Google, AT&T battle to keep Austin wired

(Illustration: Texas Monthly)
My column in the February issue of Texas Monthly looks at the battle between AT&T and Google to bring super fast Internet service to Austin. The showdown pits an old world telecom giant against an Internet darling, but this fight may not be quite what it seems.
In April, when Google announced that it had decided to bring its superfast Google Fiber Internet service to Austin, you could almost hear the city’s population toggle over to Facebook en masse and click “Like.” Two years earlier, after more than a thousand communities had entered the contest to be the first to get Fiber, the so-called Silicon Hills had lost out to, of all places, Kansas City, Missouri.

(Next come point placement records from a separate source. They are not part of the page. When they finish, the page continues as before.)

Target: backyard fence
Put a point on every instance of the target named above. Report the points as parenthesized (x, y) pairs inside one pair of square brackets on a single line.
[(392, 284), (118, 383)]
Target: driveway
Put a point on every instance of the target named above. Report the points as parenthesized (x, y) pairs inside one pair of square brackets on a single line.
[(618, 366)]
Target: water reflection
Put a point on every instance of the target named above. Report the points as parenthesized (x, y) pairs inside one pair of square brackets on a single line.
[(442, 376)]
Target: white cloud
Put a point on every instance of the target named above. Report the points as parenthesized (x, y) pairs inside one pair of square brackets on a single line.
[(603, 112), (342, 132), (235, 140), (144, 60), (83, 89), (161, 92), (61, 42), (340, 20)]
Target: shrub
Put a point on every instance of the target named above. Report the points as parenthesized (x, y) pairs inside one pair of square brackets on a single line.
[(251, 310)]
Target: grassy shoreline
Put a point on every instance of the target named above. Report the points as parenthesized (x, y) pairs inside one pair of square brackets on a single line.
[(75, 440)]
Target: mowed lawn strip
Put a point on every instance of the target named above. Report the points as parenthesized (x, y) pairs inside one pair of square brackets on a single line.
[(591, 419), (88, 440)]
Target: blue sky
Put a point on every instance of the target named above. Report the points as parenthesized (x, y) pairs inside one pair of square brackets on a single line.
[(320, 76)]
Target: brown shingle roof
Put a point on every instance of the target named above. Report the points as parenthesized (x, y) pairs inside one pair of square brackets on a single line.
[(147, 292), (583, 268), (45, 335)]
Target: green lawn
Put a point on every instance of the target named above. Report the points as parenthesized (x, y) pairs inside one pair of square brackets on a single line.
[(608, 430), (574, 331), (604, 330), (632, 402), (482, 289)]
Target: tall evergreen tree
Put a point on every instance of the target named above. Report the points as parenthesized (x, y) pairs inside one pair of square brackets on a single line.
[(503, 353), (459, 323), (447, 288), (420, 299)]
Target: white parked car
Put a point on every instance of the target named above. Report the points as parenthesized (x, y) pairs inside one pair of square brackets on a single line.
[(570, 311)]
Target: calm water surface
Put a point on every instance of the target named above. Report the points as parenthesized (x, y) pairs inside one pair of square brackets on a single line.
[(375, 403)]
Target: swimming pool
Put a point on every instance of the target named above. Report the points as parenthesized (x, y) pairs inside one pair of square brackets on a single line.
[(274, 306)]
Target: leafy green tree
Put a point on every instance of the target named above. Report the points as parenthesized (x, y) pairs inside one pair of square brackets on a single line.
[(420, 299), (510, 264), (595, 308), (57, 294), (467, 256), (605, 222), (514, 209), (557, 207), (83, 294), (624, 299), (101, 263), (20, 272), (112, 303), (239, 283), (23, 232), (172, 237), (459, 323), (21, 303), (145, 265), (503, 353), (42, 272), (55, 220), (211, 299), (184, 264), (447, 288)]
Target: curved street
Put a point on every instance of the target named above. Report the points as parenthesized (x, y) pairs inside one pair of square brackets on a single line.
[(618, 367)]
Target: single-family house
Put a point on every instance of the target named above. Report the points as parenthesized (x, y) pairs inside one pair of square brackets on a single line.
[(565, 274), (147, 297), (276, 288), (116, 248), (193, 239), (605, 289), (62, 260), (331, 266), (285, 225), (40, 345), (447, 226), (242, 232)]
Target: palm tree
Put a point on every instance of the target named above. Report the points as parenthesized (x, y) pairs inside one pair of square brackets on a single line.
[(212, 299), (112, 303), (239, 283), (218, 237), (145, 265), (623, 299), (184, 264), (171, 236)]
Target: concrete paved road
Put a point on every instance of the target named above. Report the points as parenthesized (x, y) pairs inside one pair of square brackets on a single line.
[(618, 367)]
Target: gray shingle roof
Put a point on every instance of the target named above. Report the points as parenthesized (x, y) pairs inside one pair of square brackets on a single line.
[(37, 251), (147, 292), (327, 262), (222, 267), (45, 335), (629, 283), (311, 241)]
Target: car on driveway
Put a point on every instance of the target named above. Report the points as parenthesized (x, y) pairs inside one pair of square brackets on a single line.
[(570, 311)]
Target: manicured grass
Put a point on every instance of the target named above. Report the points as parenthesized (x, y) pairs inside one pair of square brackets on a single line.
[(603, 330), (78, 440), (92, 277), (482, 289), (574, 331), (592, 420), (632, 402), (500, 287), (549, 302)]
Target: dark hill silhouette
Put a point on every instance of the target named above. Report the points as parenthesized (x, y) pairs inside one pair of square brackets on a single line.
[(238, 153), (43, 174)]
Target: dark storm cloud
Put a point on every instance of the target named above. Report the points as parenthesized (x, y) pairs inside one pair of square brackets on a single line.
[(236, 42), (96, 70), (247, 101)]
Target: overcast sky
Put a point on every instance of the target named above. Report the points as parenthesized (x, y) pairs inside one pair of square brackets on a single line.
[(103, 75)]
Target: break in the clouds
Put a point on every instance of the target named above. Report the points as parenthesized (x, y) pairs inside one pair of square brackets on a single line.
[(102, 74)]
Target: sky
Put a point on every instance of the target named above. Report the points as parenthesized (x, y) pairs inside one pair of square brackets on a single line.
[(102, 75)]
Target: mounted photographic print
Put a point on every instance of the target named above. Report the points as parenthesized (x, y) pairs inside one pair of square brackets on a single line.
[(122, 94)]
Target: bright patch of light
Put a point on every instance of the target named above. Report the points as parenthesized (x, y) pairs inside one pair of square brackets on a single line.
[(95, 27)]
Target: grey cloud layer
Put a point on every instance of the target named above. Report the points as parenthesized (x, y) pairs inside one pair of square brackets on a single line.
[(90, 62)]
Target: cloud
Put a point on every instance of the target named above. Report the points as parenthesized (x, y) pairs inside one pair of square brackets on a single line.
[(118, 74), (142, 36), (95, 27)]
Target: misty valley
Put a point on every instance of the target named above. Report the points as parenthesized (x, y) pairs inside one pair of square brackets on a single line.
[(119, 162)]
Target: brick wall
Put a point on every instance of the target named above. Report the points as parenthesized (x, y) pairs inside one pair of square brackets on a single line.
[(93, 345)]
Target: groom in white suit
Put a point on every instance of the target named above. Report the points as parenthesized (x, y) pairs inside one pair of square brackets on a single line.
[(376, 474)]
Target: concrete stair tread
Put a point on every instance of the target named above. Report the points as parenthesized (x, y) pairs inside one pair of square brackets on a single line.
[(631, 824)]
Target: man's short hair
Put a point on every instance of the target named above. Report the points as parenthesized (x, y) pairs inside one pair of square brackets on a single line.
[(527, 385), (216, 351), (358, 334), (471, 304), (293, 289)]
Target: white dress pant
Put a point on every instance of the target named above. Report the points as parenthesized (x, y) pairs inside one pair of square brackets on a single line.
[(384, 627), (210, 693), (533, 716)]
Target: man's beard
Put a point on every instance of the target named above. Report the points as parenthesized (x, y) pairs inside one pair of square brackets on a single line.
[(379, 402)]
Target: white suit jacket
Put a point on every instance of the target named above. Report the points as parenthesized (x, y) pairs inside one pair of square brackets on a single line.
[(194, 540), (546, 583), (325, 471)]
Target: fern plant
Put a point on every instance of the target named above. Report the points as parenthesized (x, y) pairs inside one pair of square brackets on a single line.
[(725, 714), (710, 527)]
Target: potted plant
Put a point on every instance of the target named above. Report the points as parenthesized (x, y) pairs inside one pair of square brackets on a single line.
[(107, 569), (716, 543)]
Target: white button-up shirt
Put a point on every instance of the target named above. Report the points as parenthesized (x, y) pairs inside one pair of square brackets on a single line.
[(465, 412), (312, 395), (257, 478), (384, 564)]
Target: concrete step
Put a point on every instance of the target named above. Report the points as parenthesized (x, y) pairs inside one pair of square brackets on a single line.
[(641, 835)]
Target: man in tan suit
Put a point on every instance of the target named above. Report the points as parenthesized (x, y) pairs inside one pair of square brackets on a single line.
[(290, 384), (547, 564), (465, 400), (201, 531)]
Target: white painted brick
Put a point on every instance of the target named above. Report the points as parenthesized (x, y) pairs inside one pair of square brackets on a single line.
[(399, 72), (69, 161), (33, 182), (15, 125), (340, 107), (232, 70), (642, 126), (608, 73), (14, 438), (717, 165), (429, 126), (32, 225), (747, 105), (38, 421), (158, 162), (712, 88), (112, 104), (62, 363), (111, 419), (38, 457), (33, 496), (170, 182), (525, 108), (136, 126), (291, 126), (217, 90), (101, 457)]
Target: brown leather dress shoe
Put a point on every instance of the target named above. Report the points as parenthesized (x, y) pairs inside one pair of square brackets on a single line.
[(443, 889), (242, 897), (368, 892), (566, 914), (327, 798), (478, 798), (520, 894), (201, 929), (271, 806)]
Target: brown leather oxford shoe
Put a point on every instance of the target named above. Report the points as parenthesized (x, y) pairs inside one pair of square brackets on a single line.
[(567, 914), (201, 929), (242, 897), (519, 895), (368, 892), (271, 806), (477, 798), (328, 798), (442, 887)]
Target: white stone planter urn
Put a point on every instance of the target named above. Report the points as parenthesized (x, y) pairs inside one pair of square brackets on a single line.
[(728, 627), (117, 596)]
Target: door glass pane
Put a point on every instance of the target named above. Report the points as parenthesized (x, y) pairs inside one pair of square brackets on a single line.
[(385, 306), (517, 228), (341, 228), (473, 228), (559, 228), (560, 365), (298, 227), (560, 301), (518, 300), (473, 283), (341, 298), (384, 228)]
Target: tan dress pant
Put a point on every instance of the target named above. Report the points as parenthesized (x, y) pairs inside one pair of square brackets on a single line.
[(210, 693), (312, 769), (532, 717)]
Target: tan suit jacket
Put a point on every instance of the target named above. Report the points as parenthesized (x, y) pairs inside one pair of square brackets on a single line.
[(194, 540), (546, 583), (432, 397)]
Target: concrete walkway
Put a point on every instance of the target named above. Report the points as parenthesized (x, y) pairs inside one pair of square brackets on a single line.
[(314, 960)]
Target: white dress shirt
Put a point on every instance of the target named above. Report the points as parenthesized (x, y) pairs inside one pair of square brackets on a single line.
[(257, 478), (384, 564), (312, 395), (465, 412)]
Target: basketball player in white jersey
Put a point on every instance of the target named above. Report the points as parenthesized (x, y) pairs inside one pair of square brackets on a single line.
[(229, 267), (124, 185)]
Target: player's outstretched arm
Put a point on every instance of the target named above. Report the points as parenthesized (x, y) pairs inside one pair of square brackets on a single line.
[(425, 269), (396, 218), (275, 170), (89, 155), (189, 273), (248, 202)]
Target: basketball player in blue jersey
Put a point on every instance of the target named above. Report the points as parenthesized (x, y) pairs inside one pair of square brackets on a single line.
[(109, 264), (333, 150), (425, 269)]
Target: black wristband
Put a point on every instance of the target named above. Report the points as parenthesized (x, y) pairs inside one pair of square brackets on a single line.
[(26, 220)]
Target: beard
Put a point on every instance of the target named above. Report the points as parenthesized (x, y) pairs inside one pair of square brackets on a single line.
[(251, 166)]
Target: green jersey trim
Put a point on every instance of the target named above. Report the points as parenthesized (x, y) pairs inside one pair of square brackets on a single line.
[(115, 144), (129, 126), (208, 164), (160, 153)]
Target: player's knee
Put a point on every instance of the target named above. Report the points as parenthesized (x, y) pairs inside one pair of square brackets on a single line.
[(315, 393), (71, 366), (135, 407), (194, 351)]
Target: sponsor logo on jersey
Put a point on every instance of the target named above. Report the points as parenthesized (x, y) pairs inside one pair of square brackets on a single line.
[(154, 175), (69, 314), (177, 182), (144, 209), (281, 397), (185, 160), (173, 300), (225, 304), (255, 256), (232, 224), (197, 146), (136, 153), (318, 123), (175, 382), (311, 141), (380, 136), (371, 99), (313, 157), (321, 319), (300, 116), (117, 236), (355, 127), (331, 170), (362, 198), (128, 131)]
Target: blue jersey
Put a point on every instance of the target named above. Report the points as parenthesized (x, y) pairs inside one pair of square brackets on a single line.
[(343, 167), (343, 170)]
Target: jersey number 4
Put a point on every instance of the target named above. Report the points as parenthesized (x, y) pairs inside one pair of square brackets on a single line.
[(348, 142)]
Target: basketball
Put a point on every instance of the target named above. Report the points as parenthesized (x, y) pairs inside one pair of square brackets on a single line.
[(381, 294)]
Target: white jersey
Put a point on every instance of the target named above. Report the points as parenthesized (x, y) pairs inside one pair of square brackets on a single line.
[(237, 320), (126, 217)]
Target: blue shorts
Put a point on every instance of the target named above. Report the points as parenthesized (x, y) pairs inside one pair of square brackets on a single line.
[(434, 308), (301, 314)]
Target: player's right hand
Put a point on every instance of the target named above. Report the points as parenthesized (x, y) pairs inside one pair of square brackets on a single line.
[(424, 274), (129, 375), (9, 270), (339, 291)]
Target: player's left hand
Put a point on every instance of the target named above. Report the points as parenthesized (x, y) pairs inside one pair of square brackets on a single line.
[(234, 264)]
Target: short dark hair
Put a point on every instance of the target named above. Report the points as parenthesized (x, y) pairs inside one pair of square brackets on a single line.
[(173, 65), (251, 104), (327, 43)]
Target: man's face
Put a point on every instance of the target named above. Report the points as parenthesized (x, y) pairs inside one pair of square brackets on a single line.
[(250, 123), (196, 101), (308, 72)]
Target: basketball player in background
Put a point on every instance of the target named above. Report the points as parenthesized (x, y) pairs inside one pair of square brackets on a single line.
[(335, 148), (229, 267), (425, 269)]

So the announcement that Austin would receive Fiber in mid-2014—making it the third locale to get the one-gigabit-per-second service, after Kansas City and Provo, Utah—was welcome in the heavily wired tech mecca. Finally, this self-styled city of the twenty-first century was getting some love from the most iconic company of the twenty-first century. “This is the city that has SXSW Interactive and where Twitter blew up,” says Toni Grasso, an administrative manager in the Office of Programs and Partnerships at the Austin Public Library, which is slated to receive free Google Fiber. The service will help transform the library into “a library of the future,” she adds.
But a funny thing happened on the way to the Austin-Google love fest. In October, AT&T—yes, Dallas-based AT&T, a.k.a. your granddaddy’s telecom company—an nounced it would beat Google to the punch by bringing its superfast GigaPower service to select Austin neighborhoods at the tail end of 2013.